Therefore, in this scenario, our main objective was to assess the impact of milk microbiota and immune and adipokine profiles on infant growth and the risk of overweight at 12 months of life, as well as to find potential mechanisms behind the BM microbiota–immune signal–obesity risk relationship using in vitro approaches.

Materials and methods

Study design and volunteers

A subgroup of 100 healthy mother–infant dyads ≤15 d post birth following breastfeeding practices from the MAMI cohort (Maternal Microbes, Valencia, Spain)¹⁶ were included in this study based on the availability of clinical and anthropometric data including maternal age, gestational age, delivery mode, maternal body mass index (BMI), and weight gain during pregnancy.

All participants received oral and written information about the study and written consent was obtained from them. This study is registered on the ClinicalTrial.gov platform with registration number NCT03552939 and it is approved by the Ethics Committees of the Hospital Clínico Universitario de Valencia (Spain).
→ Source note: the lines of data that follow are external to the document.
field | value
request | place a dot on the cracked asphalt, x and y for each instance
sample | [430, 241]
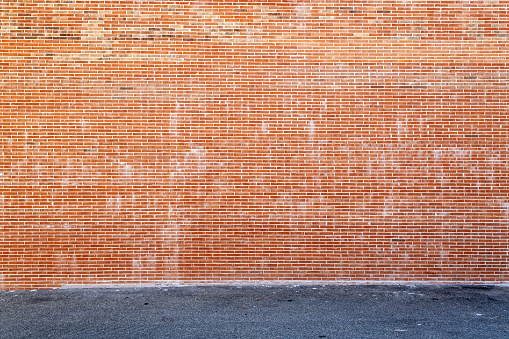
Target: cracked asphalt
[258, 311]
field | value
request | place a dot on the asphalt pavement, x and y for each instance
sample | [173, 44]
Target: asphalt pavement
[268, 311]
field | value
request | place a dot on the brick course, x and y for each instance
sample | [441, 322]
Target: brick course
[205, 141]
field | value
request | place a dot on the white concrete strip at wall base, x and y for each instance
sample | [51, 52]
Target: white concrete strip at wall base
[285, 283]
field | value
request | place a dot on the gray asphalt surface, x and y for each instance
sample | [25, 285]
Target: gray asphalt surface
[288, 311]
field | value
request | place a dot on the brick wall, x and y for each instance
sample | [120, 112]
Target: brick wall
[199, 141]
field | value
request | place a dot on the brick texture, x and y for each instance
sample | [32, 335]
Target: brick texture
[204, 141]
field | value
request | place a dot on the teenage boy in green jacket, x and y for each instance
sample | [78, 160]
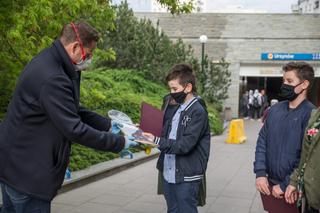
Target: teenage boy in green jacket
[305, 180]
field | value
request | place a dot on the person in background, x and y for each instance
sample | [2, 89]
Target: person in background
[251, 108]
[279, 143]
[265, 113]
[256, 104]
[244, 105]
[264, 102]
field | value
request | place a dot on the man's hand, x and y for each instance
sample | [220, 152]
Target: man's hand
[291, 194]
[277, 192]
[129, 142]
[262, 185]
[115, 127]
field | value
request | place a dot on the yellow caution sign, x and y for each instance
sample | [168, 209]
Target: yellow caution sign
[236, 133]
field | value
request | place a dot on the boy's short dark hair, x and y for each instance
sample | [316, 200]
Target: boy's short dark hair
[86, 32]
[183, 72]
[303, 70]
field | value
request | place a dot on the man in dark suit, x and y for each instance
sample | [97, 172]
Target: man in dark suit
[44, 117]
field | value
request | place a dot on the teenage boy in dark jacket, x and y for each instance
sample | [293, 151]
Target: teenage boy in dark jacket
[279, 143]
[185, 143]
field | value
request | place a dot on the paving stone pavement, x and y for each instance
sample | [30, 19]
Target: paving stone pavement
[230, 184]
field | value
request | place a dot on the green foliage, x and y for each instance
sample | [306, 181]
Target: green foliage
[214, 81]
[176, 7]
[27, 27]
[102, 90]
[144, 47]
[124, 90]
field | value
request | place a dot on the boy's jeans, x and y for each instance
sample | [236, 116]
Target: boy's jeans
[182, 197]
[16, 202]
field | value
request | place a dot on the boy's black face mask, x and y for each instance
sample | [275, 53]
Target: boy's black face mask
[179, 97]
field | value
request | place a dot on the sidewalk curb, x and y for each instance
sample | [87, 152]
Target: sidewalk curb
[98, 175]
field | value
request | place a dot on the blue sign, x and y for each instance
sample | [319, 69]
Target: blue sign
[291, 56]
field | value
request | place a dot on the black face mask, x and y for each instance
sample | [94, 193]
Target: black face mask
[288, 93]
[179, 97]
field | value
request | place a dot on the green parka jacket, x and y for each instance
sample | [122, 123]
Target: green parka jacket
[310, 161]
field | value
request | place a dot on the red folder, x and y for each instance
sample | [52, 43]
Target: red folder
[274, 205]
[151, 119]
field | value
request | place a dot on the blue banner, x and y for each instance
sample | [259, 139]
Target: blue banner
[291, 56]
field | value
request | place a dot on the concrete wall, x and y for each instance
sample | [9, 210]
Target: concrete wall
[242, 37]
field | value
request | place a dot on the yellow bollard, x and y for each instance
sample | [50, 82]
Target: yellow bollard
[148, 150]
[236, 133]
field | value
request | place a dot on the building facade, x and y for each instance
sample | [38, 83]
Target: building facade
[256, 45]
[307, 6]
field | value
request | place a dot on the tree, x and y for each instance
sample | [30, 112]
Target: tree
[176, 7]
[214, 80]
[28, 26]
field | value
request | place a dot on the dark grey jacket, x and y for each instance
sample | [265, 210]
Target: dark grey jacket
[43, 117]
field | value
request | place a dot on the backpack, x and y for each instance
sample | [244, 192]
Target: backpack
[256, 102]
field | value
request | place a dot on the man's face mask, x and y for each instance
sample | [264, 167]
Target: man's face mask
[83, 64]
[179, 97]
[85, 59]
[288, 93]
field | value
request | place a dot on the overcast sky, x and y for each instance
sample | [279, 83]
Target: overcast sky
[272, 6]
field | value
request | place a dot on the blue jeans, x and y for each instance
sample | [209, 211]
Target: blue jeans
[181, 197]
[17, 202]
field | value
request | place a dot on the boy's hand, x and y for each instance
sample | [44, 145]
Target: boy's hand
[291, 194]
[277, 192]
[129, 142]
[150, 136]
[262, 185]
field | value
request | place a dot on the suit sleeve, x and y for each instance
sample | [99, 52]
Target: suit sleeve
[94, 120]
[57, 100]
[260, 167]
[193, 131]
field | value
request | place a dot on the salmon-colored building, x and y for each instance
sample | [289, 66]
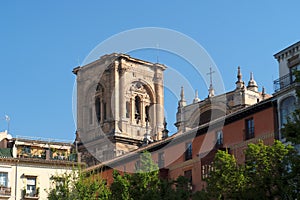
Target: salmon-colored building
[227, 121]
[190, 153]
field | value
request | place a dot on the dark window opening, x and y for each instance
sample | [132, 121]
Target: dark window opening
[98, 109]
[137, 115]
[219, 137]
[147, 119]
[188, 151]
[127, 109]
[161, 160]
[249, 128]
[104, 111]
[90, 116]
[189, 176]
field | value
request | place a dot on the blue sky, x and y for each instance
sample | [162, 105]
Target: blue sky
[42, 41]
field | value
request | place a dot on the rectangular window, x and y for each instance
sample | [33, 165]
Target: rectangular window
[137, 165]
[188, 174]
[206, 169]
[292, 71]
[161, 160]
[3, 179]
[188, 151]
[91, 116]
[219, 137]
[31, 186]
[104, 111]
[249, 128]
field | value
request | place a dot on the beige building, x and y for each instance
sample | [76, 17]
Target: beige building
[199, 112]
[119, 100]
[285, 86]
[27, 165]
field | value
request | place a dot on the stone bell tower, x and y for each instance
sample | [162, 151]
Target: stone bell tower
[119, 100]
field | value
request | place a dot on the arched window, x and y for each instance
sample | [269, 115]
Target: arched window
[99, 104]
[98, 109]
[287, 107]
[137, 114]
[127, 109]
[147, 118]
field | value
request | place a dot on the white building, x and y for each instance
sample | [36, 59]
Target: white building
[26, 166]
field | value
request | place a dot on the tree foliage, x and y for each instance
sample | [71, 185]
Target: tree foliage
[269, 172]
[77, 185]
[145, 184]
[291, 130]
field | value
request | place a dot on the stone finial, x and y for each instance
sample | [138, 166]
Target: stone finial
[196, 99]
[263, 93]
[165, 131]
[239, 83]
[182, 94]
[182, 101]
[211, 91]
[252, 83]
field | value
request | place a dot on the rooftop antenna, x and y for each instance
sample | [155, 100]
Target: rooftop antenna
[7, 119]
[211, 89]
[210, 75]
[157, 51]
[78, 61]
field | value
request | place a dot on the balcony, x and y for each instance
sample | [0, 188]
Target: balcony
[5, 191]
[283, 82]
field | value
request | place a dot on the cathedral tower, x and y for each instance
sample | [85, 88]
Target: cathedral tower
[119, 100]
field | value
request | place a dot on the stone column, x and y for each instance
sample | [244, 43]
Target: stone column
[159, 94]
[116, 95]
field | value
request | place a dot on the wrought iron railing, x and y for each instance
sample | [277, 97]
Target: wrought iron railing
[5, 191]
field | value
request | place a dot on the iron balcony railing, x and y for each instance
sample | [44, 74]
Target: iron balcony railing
[283, 82]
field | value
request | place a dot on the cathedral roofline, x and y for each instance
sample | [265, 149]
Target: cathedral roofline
[119, 56]
[287, 49]
[179, 137]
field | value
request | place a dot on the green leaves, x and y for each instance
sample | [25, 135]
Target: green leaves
[269, 172]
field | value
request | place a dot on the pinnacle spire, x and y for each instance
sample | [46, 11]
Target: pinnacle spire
[239, 75]
[239, 83]
[211, 91]
[252, 83]
[182, 94]
[182, 101]
[196, 99]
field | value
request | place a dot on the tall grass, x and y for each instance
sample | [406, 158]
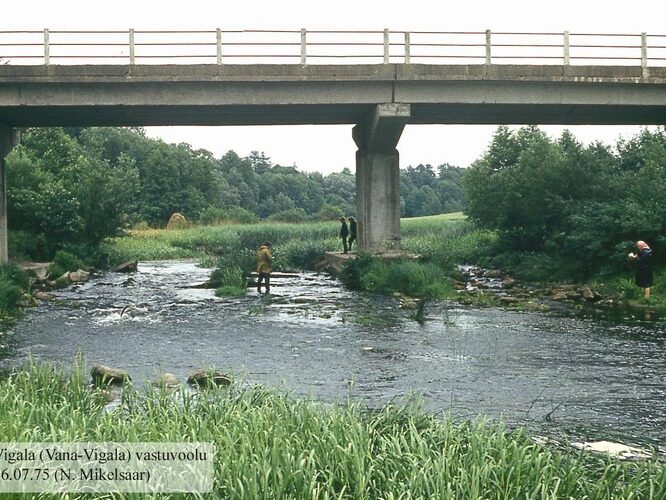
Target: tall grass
[270, 446]
[295, 246]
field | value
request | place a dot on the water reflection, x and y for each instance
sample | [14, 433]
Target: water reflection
[585, 375]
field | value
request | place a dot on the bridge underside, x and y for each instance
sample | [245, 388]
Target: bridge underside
[421, 114]
[380, 100]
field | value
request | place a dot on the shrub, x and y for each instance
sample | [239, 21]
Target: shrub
[63, 262]
[229, 281]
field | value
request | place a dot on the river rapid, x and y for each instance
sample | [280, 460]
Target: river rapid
[583, 377]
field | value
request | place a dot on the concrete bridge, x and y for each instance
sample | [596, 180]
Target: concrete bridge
[378, 99]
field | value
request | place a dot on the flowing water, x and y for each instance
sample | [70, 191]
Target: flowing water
[584, 377]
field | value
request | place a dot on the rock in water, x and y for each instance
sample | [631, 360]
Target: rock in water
[127, 267]
[104, 375]
[208, 379]
[167, 381]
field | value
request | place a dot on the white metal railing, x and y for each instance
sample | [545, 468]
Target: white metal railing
[325, 47]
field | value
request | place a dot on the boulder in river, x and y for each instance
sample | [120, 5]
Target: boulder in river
[104, 375]
[619, 450]
[166, 381]
[79, 276]
[208, 379]
[127, 267]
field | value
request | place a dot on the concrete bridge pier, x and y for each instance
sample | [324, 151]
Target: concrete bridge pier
[9, 138]
[378, 177]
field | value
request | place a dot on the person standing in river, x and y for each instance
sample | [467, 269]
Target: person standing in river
[352, 232]
[344, 232]
[264, 269]
[643, 263]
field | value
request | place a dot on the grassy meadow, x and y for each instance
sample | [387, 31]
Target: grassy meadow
[442, 241]
[271, 446]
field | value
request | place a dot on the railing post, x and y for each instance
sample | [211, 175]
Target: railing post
[132, 46]
[218, 44]
[386, 46]
[47, 48]
[407, 48]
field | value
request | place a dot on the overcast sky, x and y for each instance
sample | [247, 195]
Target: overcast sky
[330, 148]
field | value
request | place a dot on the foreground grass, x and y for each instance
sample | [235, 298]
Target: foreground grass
[272, 446]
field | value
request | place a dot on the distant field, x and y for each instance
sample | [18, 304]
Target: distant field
[295, 245]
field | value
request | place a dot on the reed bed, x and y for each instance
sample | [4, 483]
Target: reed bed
[271, 446]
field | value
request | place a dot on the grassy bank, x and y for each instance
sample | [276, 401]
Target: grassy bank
[442, 240]
[272, 446]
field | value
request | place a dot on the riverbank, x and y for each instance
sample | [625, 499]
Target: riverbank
[269, 445]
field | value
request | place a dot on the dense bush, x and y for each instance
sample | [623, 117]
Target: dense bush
[63, 262]
[417, 279]
[576, 210]
[14, 283]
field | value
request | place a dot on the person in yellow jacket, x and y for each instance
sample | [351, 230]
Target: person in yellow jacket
[264, 261]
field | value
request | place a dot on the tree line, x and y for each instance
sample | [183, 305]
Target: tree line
[567, 210]
[70, 188]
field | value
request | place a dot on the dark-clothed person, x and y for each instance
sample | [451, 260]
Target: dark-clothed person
[352, 232]
[643, 264]
[264, 269]
[344, 232]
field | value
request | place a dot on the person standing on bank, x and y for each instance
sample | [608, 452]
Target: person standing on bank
[344, 232]
[264, 262]
[643, 263]
[352, 232]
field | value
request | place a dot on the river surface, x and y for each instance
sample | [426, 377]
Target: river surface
[581, 377]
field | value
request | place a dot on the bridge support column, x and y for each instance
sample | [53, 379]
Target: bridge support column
[378, 178]
[8, 139]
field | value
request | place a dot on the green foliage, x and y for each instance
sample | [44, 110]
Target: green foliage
[292, 215]
[272, 446]
[63, 262]
[230, 282]
[576, 210]
[417, 279]
[302, 254]
[14, 283]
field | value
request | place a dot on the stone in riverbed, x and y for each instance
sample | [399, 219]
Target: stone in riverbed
[127, 267]
[208, 379]
[166, 381]
[104, 375]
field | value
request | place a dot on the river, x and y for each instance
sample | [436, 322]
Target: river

Infant anthropometric measures

Simultaneous weight and length measurements were collected during periodical paediatric visits by clinicians during the first months of life at birth, 1, 6, and 12 months. The age and sex specific BMI z-score (BMIZ) and weight-for-length z-score (WLZ) were calculated using WHO Anthro software.¹⁷ Children were classified as at risk of overweight (ROW) and no-risk of overweight (NOROW) based on their BMIZ and WLZ at 12 months. BMIZ and WLZ greater than the 85th percentile (z-score ≥0.99) were considered as at risk of overweight as has been previously described elsewhere.¹⁸ The changes in the BMIZ and WLZ were calculated by taking the difference in the z-score between time points as described elsewhere.¹⁹

BM samples

Breast milk samples were collected from mothers (n = 100) ≤15 d (average = 11.32 d) after birth following a protocol described previously.¹³ The samples were centrifuged at 16 000g at 4 °C for 15 min, and the upper fat layer was removed. BM pellets were used for DNA extraction and in vitro cell model analysis and the supernatants were used for the determination of cytokine and adipokine profiles.

BM microbiota profile

Total DNA was extracted from the samples using 1.5–2.0 mL of BM using the Master-Pure DNA Extraction kit (Epicentre, Madison, WI, USA) following a previously described protocol.²⁰ Then, the total DNA was purified using the MagSi-NGS Plus kit (Amsbio, Abingdon, UK) following the manufacturer's instructions. Controls for DNA extraction and PCR amplification were also included.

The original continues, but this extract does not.